Authored by antiagainst on Mar 16 2020, 11:53 AM.



Non-32-bit scalar types requires special hardware support that may
not exist on all Vulkan-capable GPUs. This is reflected as non-32-bit
scalar types require special capabilities or extensions to be used.
This commit makes SPIRVTypeConverter target environment aware so
that it can properly convert standard types to what is accepted on
the target environment.

Right now if a scalar type bitwidth is not supported in the target
environment, we use 32-bit unconditionally. This requires Vulkan
runtime to also feed in data with a matched bitwidth and layout,
especially for interface types. The Vulkan runtime can do that by
inspecting the SPIR-V module. Longer term, we might want to introduce
a way to control how such case are handled and explicitly fail
if wanted.

Depends On D76243

Diff Detail

Event Timeline

antiagainst created this revision.Mar 16 2020, 11:53 AM
mravishankar requested changes to this revision.Mar 16 2020, 1:07 PM

Awesome! THis is a very clean solution


Cant we do this right now? If any tests failed we can update the extension/capability accordingly and not just force expand right?


I understand that this is maintaining functionality. I am actually not sure it is a good thing to lower from TensorType directly into SPIR-V type. SPIRV Array Type is not an SSA data-structure. It is a load/store data-structure. Please remove this. We should never have supported this in the first place.

This revision now requires changes to proceed.Mar 16 2020, 1:07 PM
antiagainst marked 4 inline comments as done.

Address comments

antiagainst added inline comments.Mar 17 2020, 6:57 AM

I'd prefer to defer this given it's not needed immediately and this commit is already ~1000 LOC change. The TODO here is not meant for tests. For tests where we care about the type conversions, we should probably test both with and without capabilities. For tests where we don't care about type conversions, it does not matter. This is for real-world use cases. Given a hardware implementation, the extension/capabilities are already predetermined; adding more does not work and we must dance inside the boundaries here. I'd assume this is the majority of the use cases.


There is complication here. The type conversion was introduced for lowering constant tensors ( In SPIR-V one creates composite (vector/matrix/array/struct) constants with OpConstantComposite to embed relative large constant values and use OpCompositeExtract and OpCompositeInsert. So array types are not only just used in the load/store way; they can also be used in an SSA way like what we do for vectors.

I guess the real problem is that in some frontend dialect (like TensorFlow) all things are represented as tensors, even for scalars. So this forced the tensor abstraction down the stack sometimes, especially during every development stage. I would think it's better to actually turn some constant tensors into constant vectors in a pre-pass so it's cleaner.

Added some comments.

mravishankar accepted this revision.Mar 17 2020, 9:10 AM
mravishankar marked 2 inline comments as done.
mravishankar added inline comments.

Sorry I wasnt being clear.
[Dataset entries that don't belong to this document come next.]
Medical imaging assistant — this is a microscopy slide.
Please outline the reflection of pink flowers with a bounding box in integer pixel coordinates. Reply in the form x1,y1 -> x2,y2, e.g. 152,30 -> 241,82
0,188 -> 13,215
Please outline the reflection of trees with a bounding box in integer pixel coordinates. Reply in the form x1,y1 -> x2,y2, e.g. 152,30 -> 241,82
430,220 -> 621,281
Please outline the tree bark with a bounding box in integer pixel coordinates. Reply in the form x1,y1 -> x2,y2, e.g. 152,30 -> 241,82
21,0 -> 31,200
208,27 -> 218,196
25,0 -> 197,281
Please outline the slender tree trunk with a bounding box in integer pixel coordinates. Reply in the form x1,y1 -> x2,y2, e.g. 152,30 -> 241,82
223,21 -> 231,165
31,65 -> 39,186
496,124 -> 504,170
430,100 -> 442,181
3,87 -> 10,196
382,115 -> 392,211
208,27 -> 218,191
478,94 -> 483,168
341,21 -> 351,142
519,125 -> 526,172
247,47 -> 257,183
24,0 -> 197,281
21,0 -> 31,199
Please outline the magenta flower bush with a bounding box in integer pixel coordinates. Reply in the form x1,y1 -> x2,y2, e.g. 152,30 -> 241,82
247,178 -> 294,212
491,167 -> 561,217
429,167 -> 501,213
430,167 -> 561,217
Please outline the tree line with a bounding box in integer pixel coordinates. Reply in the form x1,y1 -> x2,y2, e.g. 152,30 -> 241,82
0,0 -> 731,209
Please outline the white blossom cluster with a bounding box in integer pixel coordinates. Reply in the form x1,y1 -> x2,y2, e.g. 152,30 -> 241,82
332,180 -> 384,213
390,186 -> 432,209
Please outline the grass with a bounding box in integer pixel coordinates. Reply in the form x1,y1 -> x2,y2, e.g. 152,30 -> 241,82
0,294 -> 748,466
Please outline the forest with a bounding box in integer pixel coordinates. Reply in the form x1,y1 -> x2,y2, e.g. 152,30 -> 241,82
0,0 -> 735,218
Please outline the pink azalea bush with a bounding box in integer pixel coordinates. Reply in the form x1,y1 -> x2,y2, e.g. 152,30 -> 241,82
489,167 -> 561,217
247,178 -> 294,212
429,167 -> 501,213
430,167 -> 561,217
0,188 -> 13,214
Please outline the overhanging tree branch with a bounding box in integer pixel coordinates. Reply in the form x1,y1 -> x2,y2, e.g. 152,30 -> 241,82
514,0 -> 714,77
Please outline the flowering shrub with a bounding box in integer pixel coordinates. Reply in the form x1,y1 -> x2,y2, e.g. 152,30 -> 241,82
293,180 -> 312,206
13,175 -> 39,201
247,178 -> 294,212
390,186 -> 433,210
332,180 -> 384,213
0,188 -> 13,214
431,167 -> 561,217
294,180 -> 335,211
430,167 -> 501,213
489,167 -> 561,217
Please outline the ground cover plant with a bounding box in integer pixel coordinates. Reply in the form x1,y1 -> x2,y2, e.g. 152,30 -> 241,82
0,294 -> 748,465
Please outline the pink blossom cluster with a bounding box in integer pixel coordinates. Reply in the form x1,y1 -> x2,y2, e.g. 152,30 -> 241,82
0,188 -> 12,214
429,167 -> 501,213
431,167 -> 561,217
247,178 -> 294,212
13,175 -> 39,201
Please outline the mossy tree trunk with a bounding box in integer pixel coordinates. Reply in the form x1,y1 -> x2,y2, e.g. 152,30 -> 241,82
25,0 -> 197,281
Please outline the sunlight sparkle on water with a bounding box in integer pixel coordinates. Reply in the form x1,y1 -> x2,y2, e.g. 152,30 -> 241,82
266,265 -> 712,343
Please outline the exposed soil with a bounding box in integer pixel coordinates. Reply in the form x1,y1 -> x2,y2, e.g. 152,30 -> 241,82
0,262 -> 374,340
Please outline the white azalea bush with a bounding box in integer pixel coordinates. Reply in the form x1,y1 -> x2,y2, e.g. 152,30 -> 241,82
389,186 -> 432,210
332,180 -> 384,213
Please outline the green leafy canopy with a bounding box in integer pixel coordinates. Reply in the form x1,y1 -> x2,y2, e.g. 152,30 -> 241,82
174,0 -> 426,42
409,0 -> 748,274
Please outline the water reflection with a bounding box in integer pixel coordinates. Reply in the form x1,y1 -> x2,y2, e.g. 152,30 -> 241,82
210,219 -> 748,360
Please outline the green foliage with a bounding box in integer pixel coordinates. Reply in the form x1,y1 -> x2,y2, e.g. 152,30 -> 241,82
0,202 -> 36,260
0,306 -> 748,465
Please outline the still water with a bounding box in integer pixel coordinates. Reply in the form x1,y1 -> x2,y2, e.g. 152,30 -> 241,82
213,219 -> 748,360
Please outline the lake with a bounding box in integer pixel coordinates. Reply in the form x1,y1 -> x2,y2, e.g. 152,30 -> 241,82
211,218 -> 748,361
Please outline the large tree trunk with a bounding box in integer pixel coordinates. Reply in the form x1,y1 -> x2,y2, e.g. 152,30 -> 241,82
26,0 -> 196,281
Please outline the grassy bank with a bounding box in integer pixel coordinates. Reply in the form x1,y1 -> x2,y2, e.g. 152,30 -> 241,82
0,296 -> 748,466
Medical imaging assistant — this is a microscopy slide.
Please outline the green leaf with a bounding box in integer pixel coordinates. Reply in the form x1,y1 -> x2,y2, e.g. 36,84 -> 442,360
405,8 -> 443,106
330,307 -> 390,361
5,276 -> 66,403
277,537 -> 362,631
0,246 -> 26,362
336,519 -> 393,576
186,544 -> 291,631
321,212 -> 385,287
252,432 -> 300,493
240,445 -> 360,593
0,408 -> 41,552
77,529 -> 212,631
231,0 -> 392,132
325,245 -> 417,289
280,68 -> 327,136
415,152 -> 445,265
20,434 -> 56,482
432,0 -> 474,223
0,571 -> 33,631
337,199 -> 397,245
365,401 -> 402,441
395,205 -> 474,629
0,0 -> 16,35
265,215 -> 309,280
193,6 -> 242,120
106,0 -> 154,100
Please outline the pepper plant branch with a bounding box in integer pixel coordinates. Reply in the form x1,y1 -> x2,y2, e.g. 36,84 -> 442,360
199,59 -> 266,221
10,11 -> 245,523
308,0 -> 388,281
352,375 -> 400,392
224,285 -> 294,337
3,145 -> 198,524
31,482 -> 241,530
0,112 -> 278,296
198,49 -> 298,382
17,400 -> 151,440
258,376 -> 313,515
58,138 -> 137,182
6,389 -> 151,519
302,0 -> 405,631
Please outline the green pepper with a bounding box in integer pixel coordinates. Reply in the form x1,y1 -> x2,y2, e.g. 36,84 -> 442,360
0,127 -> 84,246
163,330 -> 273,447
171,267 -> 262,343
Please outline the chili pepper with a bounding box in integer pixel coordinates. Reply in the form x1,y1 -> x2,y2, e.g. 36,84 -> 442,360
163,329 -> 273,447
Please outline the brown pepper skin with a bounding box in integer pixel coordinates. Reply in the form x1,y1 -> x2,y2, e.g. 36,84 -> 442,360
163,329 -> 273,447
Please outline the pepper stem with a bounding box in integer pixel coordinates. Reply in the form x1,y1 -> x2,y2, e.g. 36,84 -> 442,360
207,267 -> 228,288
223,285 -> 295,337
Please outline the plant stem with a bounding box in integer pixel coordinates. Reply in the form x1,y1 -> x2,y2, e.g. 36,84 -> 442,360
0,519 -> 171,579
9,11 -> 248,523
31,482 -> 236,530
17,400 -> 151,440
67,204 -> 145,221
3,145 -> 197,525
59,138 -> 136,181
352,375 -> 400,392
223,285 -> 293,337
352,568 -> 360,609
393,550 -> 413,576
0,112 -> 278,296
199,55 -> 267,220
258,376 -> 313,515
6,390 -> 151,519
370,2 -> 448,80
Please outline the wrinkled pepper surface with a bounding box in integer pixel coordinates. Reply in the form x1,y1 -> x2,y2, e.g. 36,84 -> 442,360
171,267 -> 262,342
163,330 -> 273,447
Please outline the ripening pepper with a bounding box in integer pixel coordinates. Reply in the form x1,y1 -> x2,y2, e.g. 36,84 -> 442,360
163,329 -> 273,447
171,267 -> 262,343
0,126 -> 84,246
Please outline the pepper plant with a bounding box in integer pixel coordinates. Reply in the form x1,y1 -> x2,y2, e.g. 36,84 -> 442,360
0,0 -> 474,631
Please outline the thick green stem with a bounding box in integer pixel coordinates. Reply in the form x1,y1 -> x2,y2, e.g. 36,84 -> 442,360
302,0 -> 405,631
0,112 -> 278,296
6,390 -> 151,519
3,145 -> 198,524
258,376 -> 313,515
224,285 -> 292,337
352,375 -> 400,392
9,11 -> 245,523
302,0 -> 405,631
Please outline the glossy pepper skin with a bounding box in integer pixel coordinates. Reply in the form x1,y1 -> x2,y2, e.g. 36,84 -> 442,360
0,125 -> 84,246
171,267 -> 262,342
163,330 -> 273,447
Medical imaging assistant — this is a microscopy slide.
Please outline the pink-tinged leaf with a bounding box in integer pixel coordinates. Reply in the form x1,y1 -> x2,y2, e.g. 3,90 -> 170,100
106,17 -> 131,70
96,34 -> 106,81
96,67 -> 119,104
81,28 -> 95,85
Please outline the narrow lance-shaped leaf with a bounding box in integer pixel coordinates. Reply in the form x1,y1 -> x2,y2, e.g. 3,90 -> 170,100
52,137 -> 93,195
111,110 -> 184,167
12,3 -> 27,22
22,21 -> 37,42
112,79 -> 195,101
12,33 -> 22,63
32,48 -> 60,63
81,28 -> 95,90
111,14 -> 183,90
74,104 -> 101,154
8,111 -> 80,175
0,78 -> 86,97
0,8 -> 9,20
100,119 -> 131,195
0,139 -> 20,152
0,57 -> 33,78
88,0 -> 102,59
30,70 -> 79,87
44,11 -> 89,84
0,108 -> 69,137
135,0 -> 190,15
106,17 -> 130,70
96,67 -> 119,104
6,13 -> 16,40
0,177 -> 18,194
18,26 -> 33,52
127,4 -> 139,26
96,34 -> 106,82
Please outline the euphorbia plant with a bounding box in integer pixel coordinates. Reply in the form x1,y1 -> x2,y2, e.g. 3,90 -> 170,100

I meant that for tests that fail we add the extension/capabilities needed. For the "real-world" use case where the extension/capability comes from the hardware, the type conversion should fail (and not force expand). But its fine to force expand for now and revisit later.


Forgot about constants. That make sense. Thanks for the explanation.

This revision is now accepted and ready to land.Mar 17 2020, 9:10 AM
antiagainst marked an inline comment as done.Mar 18 2020, 6:30 AM
antiagainst added inline comments.

Yeah, agreed. I think a more appropriate approach is we emulate the support for shorter bitwidth if the target hardware does not support it directly. For example, if the target hardware does not support 16bit values in StorageBuffer, instead of forcing the runtime to cast all 16bit values from buffer A into 32-bit values into another buffer B and pass buffer B to the shader, we should do the magic in the compiler to treat every 32-bit value as two 16-bit values and use bitmasks to load/store and adjust offsets so that the runtime does not need to do the cast and we can save memory bandwidth. But you can see this is quite complicated. I'll look into supporting that later.

This revision was automatically updated to reflect the committed changes.